Paula Donnelly Roark, Oceanside

American Exceptionalism myth must end

It comes in many guises, and expansionist empires throughout history have used them to justify and sanctify their ends to a gullible public. In 19th century America it was called Manifest Destiny, or the philosophy that the United States was destined by God to expand and assert its dominion over the entire continent, naysayers be damned, full speed ahead. The updated, and more unvarnished term, is American Exceptionalism, the belief that the United States is uniquely virtuous, and vastly superior to all of the inferior countries that comprise the rest of the world, and therefore will decide what is good, and what is bad.

This ideology has been enthusiastically embraced by the same neocon war-hawks who paved the way for America’s disastrous and illegal war in Iraq, followed by Libya, Syria, all of which were preceded by our longest debacle, Afghanistan. This does not include the myriad of smaller secret wars we are engaged in around the world, many that are being waged without the knowledge or consent of Congress, and in some cases, the president. If there were true justice in the world, then John Bolton, Mike Pompeo, Elliot Abrams, Barack Obama, Hillary Clinton, George Bush, and numerous government officials and politicians would be languishing in a cell at Guantanamo Bay, guarded by the spirits of the millions of innocent people who were victimized by their grandiose vision of American Exceptionalism.

American Exceptionalism, our foreign policy ideology, is powered by fear. Americans are inundated 24/7 with propaganda, lies and deceptions by our government, and the mainstream media willingly acts as a stenographer and megaphone for the governments message. The consolidation of mainstream media, and corporate takeover, has hastened the demise of good journalism, thereby denying the American public of an honest, forthright and factual view of our governments actions, especially when it comes to our foreign policy.

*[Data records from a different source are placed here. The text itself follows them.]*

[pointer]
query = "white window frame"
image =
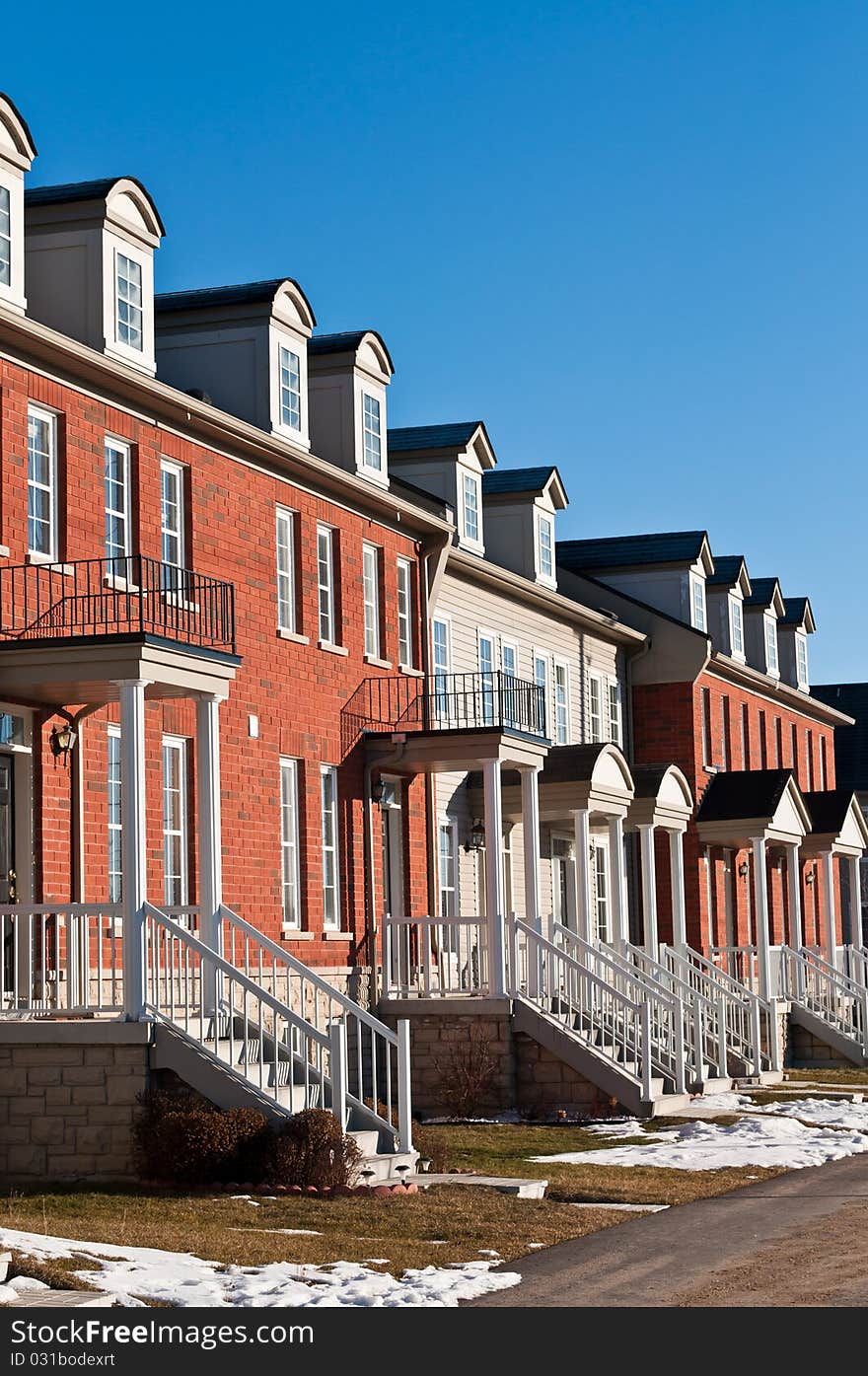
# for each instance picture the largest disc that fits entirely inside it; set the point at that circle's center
(289, 397)
(177, 746)
(325, 585)
(118, 514)
(406, 658)
(474, 483)
(285, 568)
(561, 709)
(49, 420)
(329, 814)
(370, 596)
(168, 468)
(290, 870)
(547, 522)
(114, 828)
(372, 436)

Finally, for those Americans who worship at the altar of American Exceptionalism, I leave you with this quote, “If certain acts and violations of treaties are crimes, they are crimes whether the United States does them or whether Germany does them. We are not prepared to lay down a rule of criminal conduct against others which we would not be willing to have invoked against us.” Justice Robert H. Jackson, Chief Prosecutor, Nuremberg War Crimes Trials

Rodney Devereux

Del Mar

Editor’s Note: Due to technical issues with our email system, it is possible that some reader essays readers did not reach us this week. We apologize.